Bu virüsten dolayı birçok ülke kendi içine çekilmiştir. Ülkelerle sınırlar kapatılmıştır. Küresel politikalara ciddi bir darbe vurulmuştur. İlaç, gıda gibi temel ihtiyaçlarını, hammadde ve sanayi ara ürünlerini diğer ülkelerden temin eden ülkeler adeta kepenk indirmiş ve salgın nerdeyse bütün dünyada hayatı felç etmiştir. Bundan sonra ülkeler kendi ihtiyaçlarını kendi topraklarından temin etme yoluna gideceklerdir. Uluslararası ilişkilerde değişiklikler söz konusudur. Ayrıca bu virüs karşısında yapılan icraatlara göre birçok ülkede hükümetlerde değişimler bile olabilir. Düzensiz göçü de engellememiz gerekiyor. Hijyen kurallarına dikkat etmeyen, yetersiz gıda alan, sağlıksız ortam ve izolasyon eksikliği olan düzensiz göçmenler arasında virüsün hızla yayılma tehlikesi dikkate alınmalıdır. Bu anlamda sınır ötesindeki yaptığımız faaliyetler yeniden gözden geçirilmeli ve yurtdışında olan askerlerimizin çok iyi korunmasın sağlanması gereklidir. 

Milliyetçilik Yeni Dünya Düzeninde Tekrar Revaçta 

Ülkelerin özellikle gıda ihtiyaçlarını kendi topraklarında üretme fikri gittikçe milliyetçilik kavramını öne çıkartmaktadır. Milli devlet kavramı daha bir değerli hale geliyor. İspanya ve İtalya gibi Avrupa birliğinin büyük devletlerine, Almanya ve Fransa'nın bile yardım edememesi bize bir şeyleri anlatması açısından çok önemlidir. Belki biraz Çin ve Rusya yardım edebiliyor gibi görünse de en büyük geliri petrol olan Rusya’nın, son düşen petrol fiyatlarından dolayı onunda durumu pekiyi olmayacaktır. Çin zaten bu virüsün kaynağı olması açısından güven duyulmayan ülke durumundadır.

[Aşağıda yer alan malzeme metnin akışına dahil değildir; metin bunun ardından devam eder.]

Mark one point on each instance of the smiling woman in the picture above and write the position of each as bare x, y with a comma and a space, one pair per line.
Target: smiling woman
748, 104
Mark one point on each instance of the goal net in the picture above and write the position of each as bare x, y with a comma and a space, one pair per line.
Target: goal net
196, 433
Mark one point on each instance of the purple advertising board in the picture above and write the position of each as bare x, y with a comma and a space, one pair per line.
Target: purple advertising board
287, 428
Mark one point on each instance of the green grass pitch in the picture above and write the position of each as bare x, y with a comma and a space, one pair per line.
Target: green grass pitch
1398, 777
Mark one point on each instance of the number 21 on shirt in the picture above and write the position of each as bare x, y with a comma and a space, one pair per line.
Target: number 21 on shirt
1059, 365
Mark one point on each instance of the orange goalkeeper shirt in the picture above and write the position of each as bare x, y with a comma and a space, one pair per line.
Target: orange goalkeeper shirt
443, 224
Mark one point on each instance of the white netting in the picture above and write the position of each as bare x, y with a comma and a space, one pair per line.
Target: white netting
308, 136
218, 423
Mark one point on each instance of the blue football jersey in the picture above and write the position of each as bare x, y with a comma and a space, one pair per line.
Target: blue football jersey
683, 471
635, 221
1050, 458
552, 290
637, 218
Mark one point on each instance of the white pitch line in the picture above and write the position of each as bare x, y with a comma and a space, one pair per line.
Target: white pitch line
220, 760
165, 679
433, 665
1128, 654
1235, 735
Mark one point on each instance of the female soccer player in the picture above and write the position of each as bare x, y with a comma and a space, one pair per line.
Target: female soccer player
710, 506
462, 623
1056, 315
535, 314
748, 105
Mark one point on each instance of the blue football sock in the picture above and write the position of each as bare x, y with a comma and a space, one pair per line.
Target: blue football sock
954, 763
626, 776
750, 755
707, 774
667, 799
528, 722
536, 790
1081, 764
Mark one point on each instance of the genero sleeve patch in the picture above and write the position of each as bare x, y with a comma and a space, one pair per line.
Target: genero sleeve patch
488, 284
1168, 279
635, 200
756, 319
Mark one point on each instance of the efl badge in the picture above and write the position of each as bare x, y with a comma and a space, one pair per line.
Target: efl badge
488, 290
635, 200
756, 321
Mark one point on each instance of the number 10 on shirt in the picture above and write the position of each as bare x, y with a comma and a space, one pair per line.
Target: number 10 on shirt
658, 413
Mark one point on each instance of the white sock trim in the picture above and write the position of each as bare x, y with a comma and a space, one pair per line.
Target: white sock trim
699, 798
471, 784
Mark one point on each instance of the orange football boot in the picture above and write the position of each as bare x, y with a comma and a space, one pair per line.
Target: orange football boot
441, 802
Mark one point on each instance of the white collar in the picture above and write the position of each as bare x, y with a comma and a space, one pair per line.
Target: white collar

Trump birçok konuşmasında virüse Çin virüsü diyerek Çin’in güvenilmediğine atıfta bulunmaktadır. İlaç ham maddeleri, solunum cihazlarında kullanılan vantilatörler gibi birçok ürün Çin'de üretilmektedir. ABD bile solunum cihazı yapabilmek için Çin'den malzeme almak zorunda. ABD Başkanı Donald Trump 'Biz her şeyi Çin'den almamalıyız, üretimlerimizi Amerika'ya taşımalıyız. Önce Amerika.' derken de Milliyetçilik kavramını kast ediyordu. Bir çok konuda dış ülkelere mahkum olmak doğru bir şey değildir. Bu süreçte belki birçok ülke otomobil bile üretemedi. Çünkü parçalar Çin'den geliyordu. Dünya şunu anladı ki bir yere böyle bağımlı olmak iyi bir şey değil. 

Bence bu virüsün doğurduğu en önemli bir sonuç: 

“Dış ülkeden gelse de olur, yeter ki gıdamı, ilacımı, malzememi temin edeyim.' anlayışı bitmiştir.”